L’objet de cet article est de présenter les méthodes et les techniques d’apprentissage statistique non supervisé, c’est-à-dire utilisant des données non labellisées au préalable.
La notion d’apprentissage statistique non supervisé, peut paraître difficile à appréhender quand on la compare avec celle d’apprentissage statistique supervisé, qui consiste simplement à apprendre une fonction f:y = f(x) à partir d’un très grand nombre d’exemples de couples (xi ,yi ) où xi est la donnée d’entrée et yi est le résultat en sortie, ou label.
Il est cependant difficile et coûteux d’obtenir une base de données labellisées dans la mesure où une intervention humaine est généralement nécessaire pour obtenir les labels yi correspondant aux données xi disponibles. La constitution de la base de données ImageNet, qui contient actuellement plus de 14 millions d’images et est à l’origine des succès spectaculaires observés ces dernières années en matière d’analyse d’image, a ainsi nécessité de nombreuses années et l’intervention de plusieurs dizaines de milliers d’« annotateurs » chargés de visualiser des images téléchargées sur Internet et d’identifier les objets ou les animaux présents sur ces images.

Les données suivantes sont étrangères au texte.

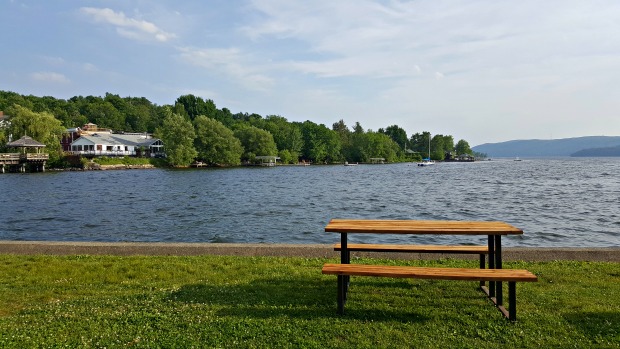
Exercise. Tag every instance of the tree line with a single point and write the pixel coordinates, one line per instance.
(194, 129)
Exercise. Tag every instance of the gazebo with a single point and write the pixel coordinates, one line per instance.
(23, 157)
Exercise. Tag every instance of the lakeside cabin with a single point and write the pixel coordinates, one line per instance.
(268, 160)
(112, 144)
(26, 158)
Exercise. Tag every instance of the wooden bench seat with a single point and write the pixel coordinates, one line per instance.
(509, 275)
(480, 250)
(483, 250)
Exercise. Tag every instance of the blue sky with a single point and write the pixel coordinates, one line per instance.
(485, 71)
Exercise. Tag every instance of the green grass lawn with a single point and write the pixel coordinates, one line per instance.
(269, 302)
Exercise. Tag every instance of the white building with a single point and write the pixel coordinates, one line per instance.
(112, 144)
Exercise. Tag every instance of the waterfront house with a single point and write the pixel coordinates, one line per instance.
(117, 144)
(30, 155)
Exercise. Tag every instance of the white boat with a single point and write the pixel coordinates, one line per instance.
(427, 161)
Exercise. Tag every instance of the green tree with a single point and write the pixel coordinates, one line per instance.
(397, 134)
(379, 145)
(256, 142)
(195, 106)
(286, 135)
(178, 136)
(321, 145)
(462, 147)
(105, 115)
(43, 127)
(419, 143)
(215, 143)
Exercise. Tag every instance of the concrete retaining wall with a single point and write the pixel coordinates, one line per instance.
(305, 250)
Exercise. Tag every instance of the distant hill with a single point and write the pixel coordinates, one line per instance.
(551, 147)
(611, 151)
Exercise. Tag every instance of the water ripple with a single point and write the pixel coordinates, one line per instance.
(557, 202)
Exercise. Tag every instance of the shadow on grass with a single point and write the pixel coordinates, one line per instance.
(291, 297)
(596, 326)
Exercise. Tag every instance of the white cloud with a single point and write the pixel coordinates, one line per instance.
(49, 77)
(128, 27)
(230, 62)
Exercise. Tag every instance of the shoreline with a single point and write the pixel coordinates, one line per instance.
(528, 254)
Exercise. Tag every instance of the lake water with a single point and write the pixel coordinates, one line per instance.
(557, 202)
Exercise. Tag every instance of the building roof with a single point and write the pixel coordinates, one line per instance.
(25, 142)
(119, 139)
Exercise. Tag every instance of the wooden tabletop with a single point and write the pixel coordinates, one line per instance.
(374, 226)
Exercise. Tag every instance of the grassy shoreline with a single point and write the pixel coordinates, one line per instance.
(230, 301)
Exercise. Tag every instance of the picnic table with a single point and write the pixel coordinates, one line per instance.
(494, 275)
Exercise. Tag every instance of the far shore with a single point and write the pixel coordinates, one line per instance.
(528, 254)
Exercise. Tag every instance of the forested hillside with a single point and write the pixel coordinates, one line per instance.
(546, 148)
(195, 129)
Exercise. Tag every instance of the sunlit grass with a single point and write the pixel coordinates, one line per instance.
(211, 301)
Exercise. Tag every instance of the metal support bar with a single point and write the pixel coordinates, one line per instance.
(491, 242)
(341, 293)
(512, 300)
(482, 266)
(345, 258)
(498, 265)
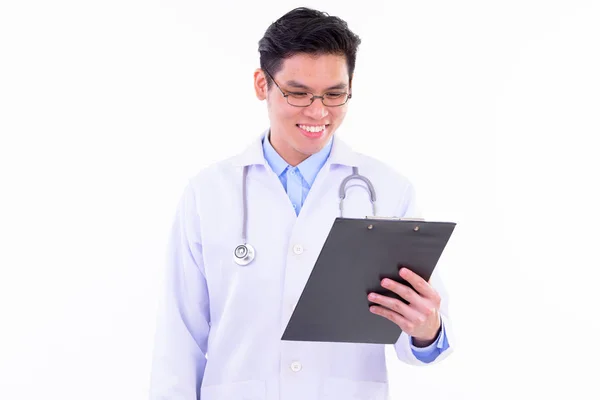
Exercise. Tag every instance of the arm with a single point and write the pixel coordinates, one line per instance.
(183, 321)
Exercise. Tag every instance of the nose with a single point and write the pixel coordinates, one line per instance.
(316, 110)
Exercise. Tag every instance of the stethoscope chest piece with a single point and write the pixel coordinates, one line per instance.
(243, 254)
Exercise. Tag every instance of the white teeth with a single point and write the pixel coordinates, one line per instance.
(313, 129)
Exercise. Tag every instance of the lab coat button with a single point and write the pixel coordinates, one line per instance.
(296, 366)
(298, 249)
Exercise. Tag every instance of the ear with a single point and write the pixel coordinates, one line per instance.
(260, 84)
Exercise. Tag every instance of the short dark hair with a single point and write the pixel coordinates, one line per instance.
(308, 31)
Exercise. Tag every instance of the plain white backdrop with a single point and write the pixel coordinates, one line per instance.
(491, 108)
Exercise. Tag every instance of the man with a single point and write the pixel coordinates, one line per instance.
(219, 335)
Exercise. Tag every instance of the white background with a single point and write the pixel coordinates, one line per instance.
(491, 108)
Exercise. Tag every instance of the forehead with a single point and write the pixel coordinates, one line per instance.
(315, 70)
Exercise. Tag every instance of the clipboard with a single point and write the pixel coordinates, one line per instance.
(356, 256)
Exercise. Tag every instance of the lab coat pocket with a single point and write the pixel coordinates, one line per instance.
(246, 390)
(336, 388)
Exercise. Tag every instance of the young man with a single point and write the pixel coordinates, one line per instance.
(219, 335)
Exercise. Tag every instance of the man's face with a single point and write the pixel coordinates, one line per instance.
(297, 132)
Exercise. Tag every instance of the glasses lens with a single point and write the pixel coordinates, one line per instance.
(335, 99)
(304, 99)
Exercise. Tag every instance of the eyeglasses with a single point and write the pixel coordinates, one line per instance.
(305, 99)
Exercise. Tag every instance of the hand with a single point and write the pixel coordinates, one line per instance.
(420, 318)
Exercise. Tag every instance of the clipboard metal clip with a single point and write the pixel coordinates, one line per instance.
(395, 218)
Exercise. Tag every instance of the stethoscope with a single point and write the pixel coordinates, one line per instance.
(244, 253)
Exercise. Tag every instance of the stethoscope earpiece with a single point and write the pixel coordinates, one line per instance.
(244, 254)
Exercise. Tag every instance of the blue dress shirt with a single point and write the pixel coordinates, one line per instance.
(297, 182)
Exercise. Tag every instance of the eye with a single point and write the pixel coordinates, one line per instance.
(298, 95)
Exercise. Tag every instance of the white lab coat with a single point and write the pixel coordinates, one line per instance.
(220, 325)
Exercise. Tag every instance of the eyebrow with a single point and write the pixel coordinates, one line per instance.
(299, 85)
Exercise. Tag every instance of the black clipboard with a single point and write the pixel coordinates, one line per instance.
(356, 256)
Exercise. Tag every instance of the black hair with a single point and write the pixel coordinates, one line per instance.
(308, 31)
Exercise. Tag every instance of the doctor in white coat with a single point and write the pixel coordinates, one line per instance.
(222, 317)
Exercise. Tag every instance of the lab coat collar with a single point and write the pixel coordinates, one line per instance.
(341, 153)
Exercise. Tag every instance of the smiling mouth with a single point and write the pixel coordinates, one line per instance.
(313, 129)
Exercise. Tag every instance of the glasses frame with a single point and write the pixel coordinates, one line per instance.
(312, 100)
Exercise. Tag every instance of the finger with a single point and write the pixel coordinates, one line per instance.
(415, 300)
(396, 305)
(419, 284)
(396, 318)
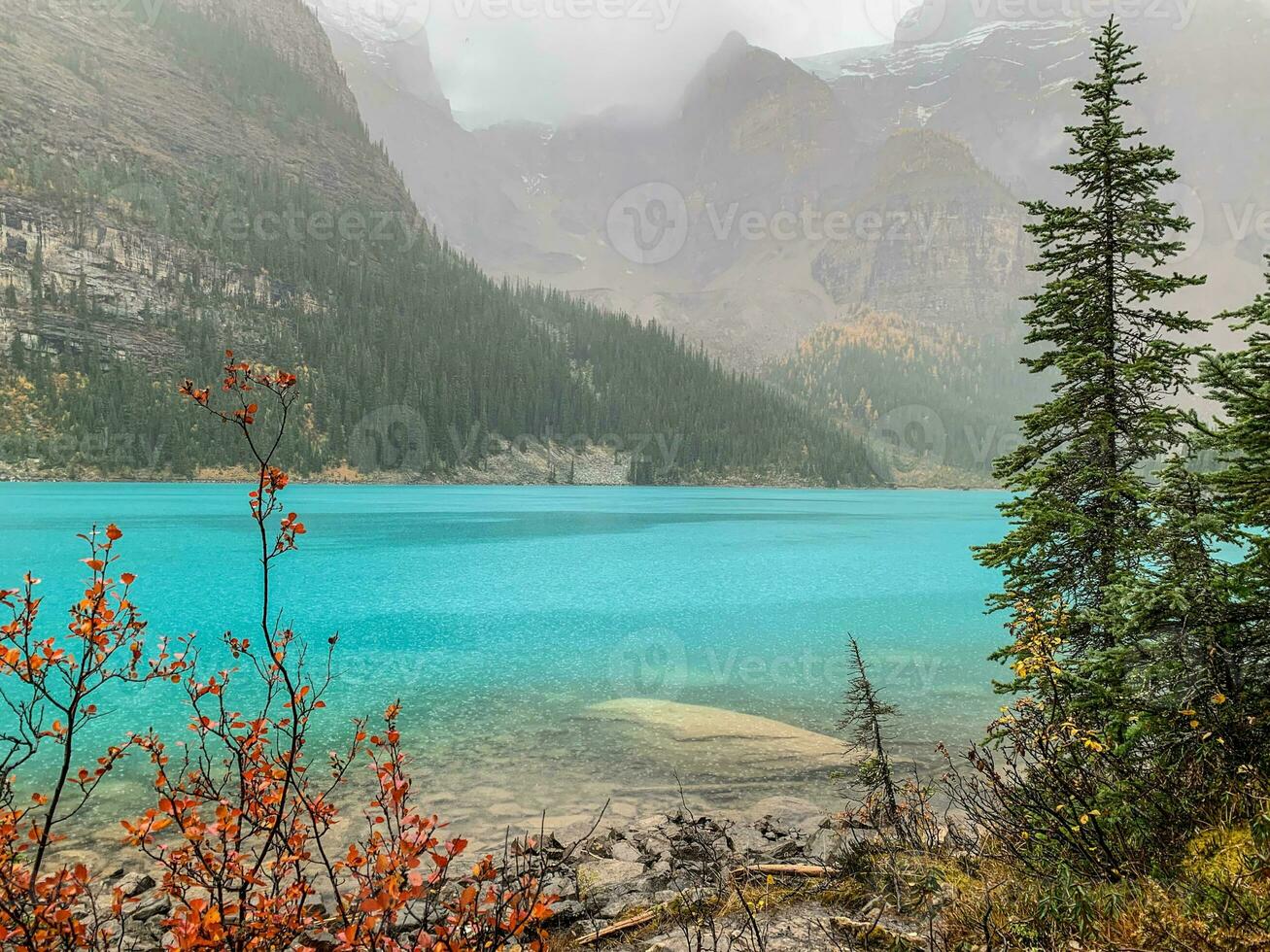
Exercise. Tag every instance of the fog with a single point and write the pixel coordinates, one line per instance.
(550, 60)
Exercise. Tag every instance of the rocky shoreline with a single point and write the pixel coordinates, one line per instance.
(768, 878)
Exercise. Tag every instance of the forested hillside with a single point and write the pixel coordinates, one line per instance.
(938, 395)
(194, 178)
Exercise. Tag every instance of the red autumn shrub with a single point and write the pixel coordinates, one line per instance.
(245, 833)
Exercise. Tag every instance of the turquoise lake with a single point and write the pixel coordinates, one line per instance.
(499, 616)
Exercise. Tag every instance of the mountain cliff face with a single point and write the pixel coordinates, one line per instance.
(969, 108)
(185, 177)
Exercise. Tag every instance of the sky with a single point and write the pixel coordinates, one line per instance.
(551, 60)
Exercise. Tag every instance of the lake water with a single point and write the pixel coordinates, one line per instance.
(499, 616)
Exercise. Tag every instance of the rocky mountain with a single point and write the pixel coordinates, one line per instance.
(782, 194)
(185, 177)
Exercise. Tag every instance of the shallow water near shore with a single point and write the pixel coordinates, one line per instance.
(505, 620)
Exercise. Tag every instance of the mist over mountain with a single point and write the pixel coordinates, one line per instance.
(781, 194)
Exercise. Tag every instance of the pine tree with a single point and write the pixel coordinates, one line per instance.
(1081, 508)
(867, 716)
(1240, 382)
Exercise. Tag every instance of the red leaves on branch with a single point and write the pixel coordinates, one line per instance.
(243, 824)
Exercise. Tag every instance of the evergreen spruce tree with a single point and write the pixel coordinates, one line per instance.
(1240, 382)
(1081, 516)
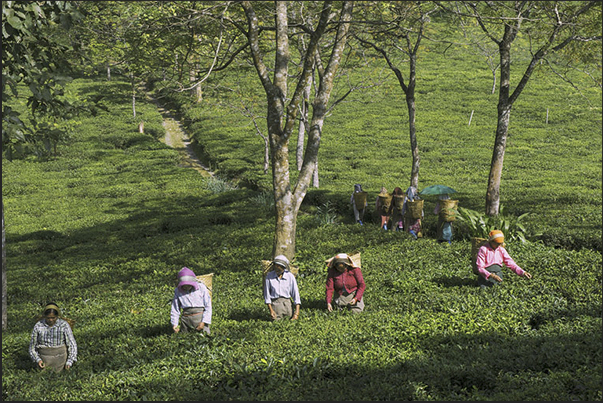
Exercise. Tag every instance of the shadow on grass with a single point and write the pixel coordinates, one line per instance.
(456, 281)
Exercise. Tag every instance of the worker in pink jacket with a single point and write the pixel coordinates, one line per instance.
(490, 259)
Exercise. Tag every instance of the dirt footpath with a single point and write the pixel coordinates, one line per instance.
(175, 137)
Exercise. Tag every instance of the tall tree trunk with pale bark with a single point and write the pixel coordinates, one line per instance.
(281, 116)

La baisse continue des coûts de captation, de communication, de stockage et de traitement des données conduit cependant naturellement à la disponibilité de bases de données beaucoup plus importantes dont une analyse exhaustive par l’homme est manifestement impossible.
Dans un tel contexte, l’apprentissage non supervisé se développe actuellement autour de deux axes.
Une première façon d’exploiter un ensemble de données de façon statistique sans intervention humaine est de chercher à apprendre la distribution de ces données. À titre d’exemple, les modèles de langage sont des programmes s’appuyant souvent sur des réseaux de neurones et cherchant, pour un langage donné, à assigner une probabilité, ou valeur de vraisemblance, à chaque phrase ou groupe de phrases que l’on leur propose, ce qui permet entre autres d’optimiser les logiciels de reconnaissance vocale ou de traduction en évitant de proposer des phrases qui seraient considérées comme trop peu probables dans le langage et le contexte considérés, par exemple si elles sont grammaticalement incorrectes. Les données utilisées pour construire ces modèles de langage sont des corpus de textes librement disponibles sur Internet et ne nécessitant donc pas d’effort particulier d’annotation.
Une deuxième façon d’exploiter un vaste ensemble de données est de chercher à les utiliser pour construire une représentation de ce type de données, optimisée pour une ou plusieurs classes d’utilisations. Si l’on cherche simplement à visualiser des données se présentant sous forme de vecteurs comprenant un grand nombre de coordonnées, une réduction de dimensionnalité à deux ou trois dimensions semble à l’évidence nécessaire. Si l’on envisage d’utiliser des données pour faire de la classification mais que l’on ne dispose que de peu d’exemples labellisés, un regroupement préalable de ces données en un nombre limité de groupes ou clusters semble, là encore, une approche utile. En matière de traitement du langage, des technologies ont été développées ces dernières années permettant de représenter chaque mot de notre vocabulaire par un vecteur de moyenne dimension, par exemple en dimension 300, de telle sorte que des mots représentés par des vecteurs proches les uns des autres aient des significations qui soient elles aussi proches. La représentation vectorielle de ces mots serait en quelque sorte leur contenu sémantique, leur « sens », ce qui permet le développement d’applications inimaginables auparavant en matière d’analyse de contenu. Là encore, ces représentations sont élaborées à partir de corpus de textes non annotés et librement disponibles.
Aussi décrirons-nous dans cet article non seulement les principales techniques d’apprentissage non supervisé (le partitionnement ou clustering, la réduction de dimensionnalité et l’estimation de densité) ainsi que la façon dont ces techniques ont évolué avec le développement de l’apprentissage profond, mais surtout de quelles façons ces méthodes peuvent être utiles, utilisées seules ou en s’insérant dans un ensemble de traitements plus complexes.